Fig. 6. Progenitor cancer cells are drivers of chemoresistance and tumor growth.

a Box–whisker plots showing the proportion of viable glioma stem cells (GSCs, n = 1 patient: BT390-GSC) sorted by type and followed by 5 days of temozolomide (TMZ) treatment, normalized to corresponding vehicle control. See Supplementary Fig. 5e for additional patients. Three technical replicates and three biological replicates were performed per condition. Box plot represents the first quartile, median, and third quartile with whiskers corresponding to 1.5 times the interquartile range. The overlaid dot-plots represent the mean value per biological replicate per group. A one-tailed, two-sample equal variance t test was used. b Select bioluminescence images from mice implanted with GSCs sorted by type. Mice implanted with progenitor GSCs exhibit a more rapid tumor growth compared with those implanted with neuronal or astrocytic GSCs. c Average bioluminescence intensity over time for mice xenografts injected with different GSC types sorted from BT333-GSC (n = 24). Data are represented as mean ± SE. p values obtained with two-tailed, two-sample t tests. d Mice from each GSC group was killed at 12 weeks and the corresponding H&E and immunofluorescence images for cell type markers are shown. Expression of cell type-specific markers was quantified from ~1000 to ~3000 human nucleoli (hNu)-positive cells per mouse model group. Each graph represents n = 2 biologically independent mouse brain sections. Scale bars: whole mount images: 1 mm; immunofluorescence images: 50 μm. e Kaplan–Meier survival curves for mice implanted with different GSC types (n = 47). Univariate Cox proportional Hazard Model (two-sided) shows a significant difference in survival between progenitor GSC and neuronal (p value = 0.0025) or astrocytic GSC (p value = 5.7e-6) xenografts, and also between neuronal and astrocytic GSC xenografts (p value = 0.0059). For all plots, ***p < 0.001, **p < 0.01, *p < 0.05.

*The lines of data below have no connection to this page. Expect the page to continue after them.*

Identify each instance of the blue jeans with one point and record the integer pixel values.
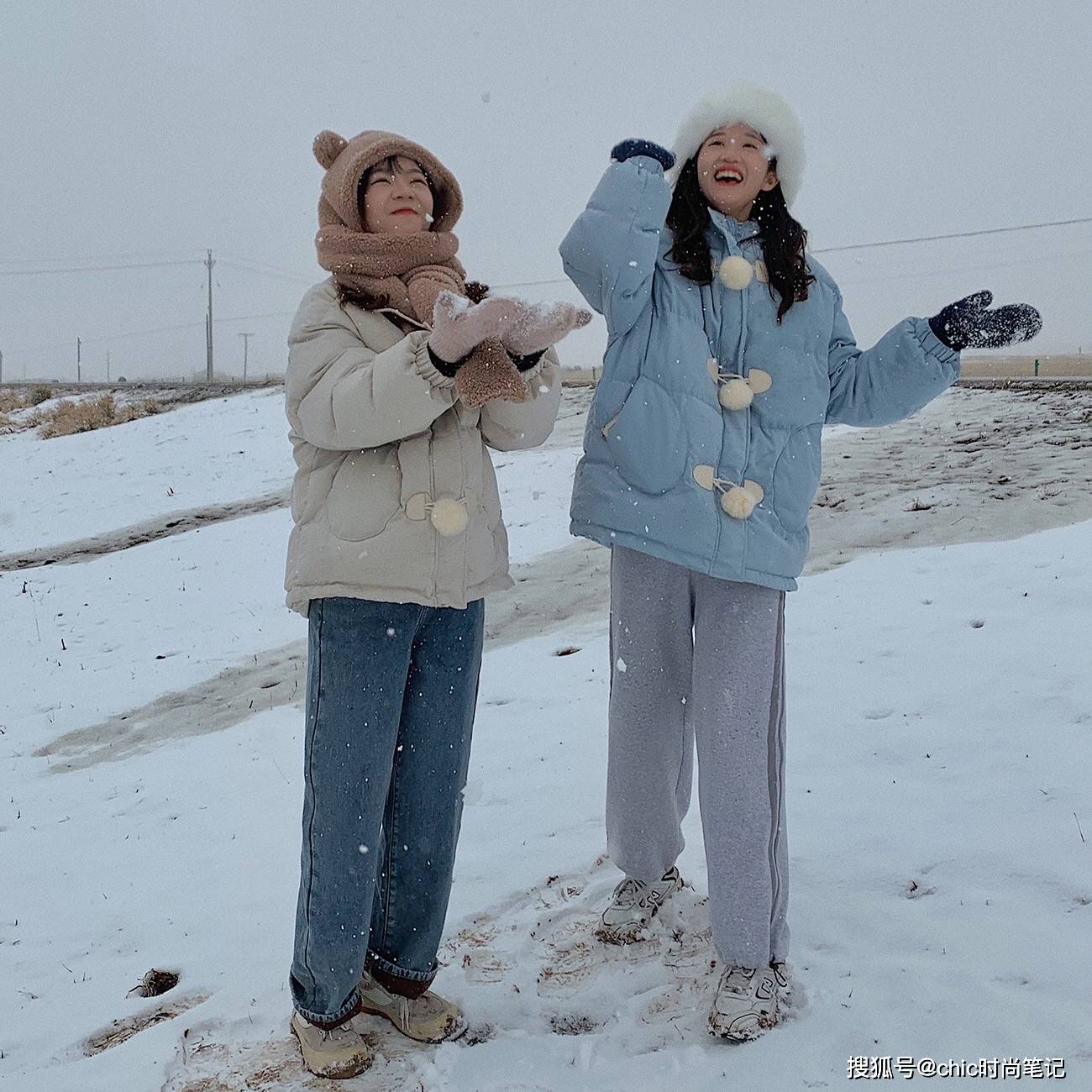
(391, 689)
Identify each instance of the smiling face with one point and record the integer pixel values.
(732, 168)
(396, 197)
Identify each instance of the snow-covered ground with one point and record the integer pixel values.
(939, 805)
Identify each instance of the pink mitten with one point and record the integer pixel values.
(535, 327)
(458, 324)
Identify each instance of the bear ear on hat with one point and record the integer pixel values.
(328, 145)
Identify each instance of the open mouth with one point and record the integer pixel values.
(727, 176)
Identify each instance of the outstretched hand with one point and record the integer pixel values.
(969, 323)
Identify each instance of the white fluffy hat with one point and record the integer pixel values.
(757, 106)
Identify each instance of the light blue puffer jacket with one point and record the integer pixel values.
(661, 451)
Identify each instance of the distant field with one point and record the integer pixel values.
(1076, 365)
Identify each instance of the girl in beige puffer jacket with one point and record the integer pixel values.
(396, 386)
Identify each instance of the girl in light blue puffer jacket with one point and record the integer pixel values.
(727, 352)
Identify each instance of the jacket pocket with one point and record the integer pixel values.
(647, 439)
(796, 476)
(365, 494)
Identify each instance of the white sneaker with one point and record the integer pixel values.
(633, 906)
(332, 1052)
(747, 1001)
(428, 1018)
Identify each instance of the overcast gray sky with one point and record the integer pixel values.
(140, 132)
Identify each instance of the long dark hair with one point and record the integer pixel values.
(783, 239)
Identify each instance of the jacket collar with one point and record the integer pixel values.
(730, 228)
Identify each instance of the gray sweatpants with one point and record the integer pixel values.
(692, 655)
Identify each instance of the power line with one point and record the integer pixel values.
(90, 258)
(870, 246)
(270, 272)
(956, 235)
(157, 330)
(97, 269)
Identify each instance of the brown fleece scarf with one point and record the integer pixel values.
(407, 272)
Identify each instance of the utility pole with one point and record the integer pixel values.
(208, 265)
(246, 345)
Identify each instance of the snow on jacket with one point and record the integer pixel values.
(722, 487)
(394, 496)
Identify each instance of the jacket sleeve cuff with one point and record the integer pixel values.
(428, 371)
(932, 345)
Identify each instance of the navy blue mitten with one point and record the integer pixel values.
(633, 146)
(968, 323)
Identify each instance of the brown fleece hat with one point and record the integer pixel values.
(346, 160)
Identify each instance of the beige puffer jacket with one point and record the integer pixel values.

Fig. 7. Pathways enriched in progenitor cancer cells expose therapeutic opportunities.

a Bar-graph showing the proportion of viable glioma stem cells (GSCs, BT333-GSC) sorted by type followed by 7 days of HLM006474 treatment, with each cluster normalized to corresponding vehicle control. Each bar in the graph represents the average of n = 3 biological replicates treated with HLM006474 as a ratio of the average of n = 3 DMSO-treated biological replicates. Data represented as mean±SE. A one-tailed, two-sample equal variance t test was used. b Representative images of GSCs at ×10 magnification (brightfield), sorted by type and treated in HLM006474 for 7 days (images correspond to 7a). n = 2 biologically independent sphere forming experiments were performed. Scale bar: 400 μm. c Forest plot showing the odds ratio of forming a tumor sphere >65 mm following 7 days of HLM006474 treatment, calculated using a multivariate logistic regression with the astrocytic GSC type as a reference, controlled for patient cell line. There was no significant difference between the two GSC lines (p > 0.2), odds ratio with 95% confidence intervals are shown. d Bioluminescence images and e signals from representative mice treated with 20 mm HLM006474 vs DMSO with corresponding f Kaplan−Meier survival plot (n = 16, eight per group). Data are represented as mean±SE. g Box−whisker plot showing the proportion of viable unsorted GSCs (BT326-GSC) after one of the following treatments: 6 days of TMZ treatment, 6 days of HLM006474 treatment, or 3 days of HLM006474 treatment followed by 3 days of TMZ treatment, normalized to corresponding vehicle control. n = 2 biological replicates per treatment. Box plot represents the first quartile, median, and third quartile with whiskers extending to 1.5 times the interquartile range. The overlaid filled dot-plots represent the mean value per biological replicate per group. P values: TMZ/HLM, 0.004; HLM/combination, 0.01. For all plots, **p < 0.01, *p < 0.05.